Little White Lies

It’s kind of funny that honesty has gotten me into awkward situations at times, but lying will cause you much more trouble. Some people think it’s alright to fib a little or stretch the truth so when does it become a lie and when does it become hurtful?

Depending on the person you ask you’ll get a different opinion on what is right and what is wrong. A survey that was taken in 2008 found that nearly 70% of the people polled thought it was alright to take office supplies home with them. Isn’t that stealing? Someone might take a pen and think nothing of it, but then where do you draw the line? Most of us wouldn’t think much about taking a pen. If another co-worker sees you take home a pen then they take home a case of pens I think we can see the difference but either way it’s still stealing.

Still I think honesty is the best policy. One reason you should be honest is to avoid hurting other people. You might think what you say to one person will be kept between you and that person, but eventually everything seems to have a way of working back around to the person you were talking about. So, if you have something troubling you about that person why wouldn’t you just go talk to that person instead of telling someone else?
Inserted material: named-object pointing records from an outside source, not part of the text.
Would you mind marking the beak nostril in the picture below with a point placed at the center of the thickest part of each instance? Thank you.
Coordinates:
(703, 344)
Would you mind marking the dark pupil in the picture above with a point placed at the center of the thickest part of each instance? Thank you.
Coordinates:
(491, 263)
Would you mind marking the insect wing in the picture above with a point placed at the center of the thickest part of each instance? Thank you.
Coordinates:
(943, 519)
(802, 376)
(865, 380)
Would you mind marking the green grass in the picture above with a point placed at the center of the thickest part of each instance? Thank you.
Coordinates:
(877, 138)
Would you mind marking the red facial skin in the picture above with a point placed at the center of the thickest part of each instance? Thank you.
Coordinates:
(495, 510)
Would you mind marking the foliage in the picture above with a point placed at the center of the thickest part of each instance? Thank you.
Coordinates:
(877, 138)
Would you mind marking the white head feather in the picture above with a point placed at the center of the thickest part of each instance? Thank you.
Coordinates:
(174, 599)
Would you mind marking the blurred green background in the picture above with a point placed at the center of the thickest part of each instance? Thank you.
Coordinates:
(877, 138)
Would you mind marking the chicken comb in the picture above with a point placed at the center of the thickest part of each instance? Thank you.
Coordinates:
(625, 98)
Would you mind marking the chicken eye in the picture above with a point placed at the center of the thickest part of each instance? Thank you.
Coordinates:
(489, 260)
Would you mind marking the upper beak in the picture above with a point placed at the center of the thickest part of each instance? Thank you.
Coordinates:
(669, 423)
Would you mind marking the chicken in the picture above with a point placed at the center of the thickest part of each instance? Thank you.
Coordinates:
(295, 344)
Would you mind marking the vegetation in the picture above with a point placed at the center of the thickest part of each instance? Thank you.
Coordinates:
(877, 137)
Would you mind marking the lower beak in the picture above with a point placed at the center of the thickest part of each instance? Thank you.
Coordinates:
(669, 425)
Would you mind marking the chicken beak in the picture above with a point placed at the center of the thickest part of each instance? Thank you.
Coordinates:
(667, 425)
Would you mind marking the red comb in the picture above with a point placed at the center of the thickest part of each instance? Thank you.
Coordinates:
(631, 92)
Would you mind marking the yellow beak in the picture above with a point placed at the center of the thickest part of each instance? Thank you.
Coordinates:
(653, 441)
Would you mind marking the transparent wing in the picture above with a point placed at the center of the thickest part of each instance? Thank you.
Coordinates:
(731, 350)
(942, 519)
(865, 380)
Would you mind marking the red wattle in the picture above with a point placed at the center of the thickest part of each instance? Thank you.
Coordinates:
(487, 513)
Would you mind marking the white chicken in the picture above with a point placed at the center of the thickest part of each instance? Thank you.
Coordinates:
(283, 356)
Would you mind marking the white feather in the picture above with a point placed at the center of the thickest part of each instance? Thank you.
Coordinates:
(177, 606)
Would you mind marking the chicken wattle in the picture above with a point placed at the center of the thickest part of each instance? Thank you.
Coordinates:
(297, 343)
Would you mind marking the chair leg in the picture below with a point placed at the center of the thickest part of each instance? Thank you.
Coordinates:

Chances are you are afraid of how the other person will react. Sometimes people will be rational and other times not. I have tried to be an honest person and it’s cause me to lose friends at times. But I think if those people were true friends they would have stayed my friends.

I had an incident that took place years ago. I was going through a divorce and my neighbors husband came knocking on my door drunk at 2am. I was a friend of his wife and had no idea it was him. I called the police thinking it was someone else and when the police pulled up in front of the house my friend’s husband said “Cindy let me in the police are here” and he told me who he was.

Shocked and confused that it was him and embaressed I had called the police I let him in and flagged the police it was ok,since I still had the 911 operator on the phone I told her everything was ok. It was only after I let him that I smelled the beer on him. He then began to ask if he could sleep on my couch since his wife was mad and locked him out. He went on saying how it was cold outside.

He had woken my kids, the dogs were barking and I didn’t really know what to do but tell him it was ok. I told him that he needed to tell his wife because I didn’t want other neighbors to see him leave and get the wrong impression. He agreed.

The next day since I was good friends with his wife we spoke on the phone daily. I called her and we were talking and I asked if her husband had talked to her. She immediately became defensive and angry and wanted to know about what. I knew in an instant he had not told her. I spoke to an elder of a local church and asked their advice and she agreed with me.

I gave the husband a second chance to talk to his wife about the fact that nothing had happened and he refused to tell her anything. So I explained everything to her and it seemed my honesty broke our friendship. I think it was easier for her to direct her anger at me than at her husband.

I’ve had a few times when I was just completely upfront and honest with people and it seemed to blow up in my face. I still think honesty is best. I won’t say that I’m perfect and that I never lie, because that would be a lie. I do strive to be as honest as possible.

I was talking to my daughter one day about lies and honesty. We talked about how sometimes you’ll be telling a story about something that happened to you and something in the story becomes slightly exaggerated. There’s no real reason for the exaggeration but you do it anyhow. Like you might say “I ate three hamburgers” when you only ate two. I’ve now started catching myself when that happens and I’ll say, “oh no I lied it was only two”. It’s easy enough to fix it right when you know you’ve said the wrong thing. If you wait too long to correct what you’ve said a little lie can become something big.

Later down the road you might be telling the same story to someone else and the person you told it to before is standing there. If you change your story again then you’ll look bad in front of the person who has already heard your story. So even just telling a little white lie or small exaggeration can ruin your integrety and reputation.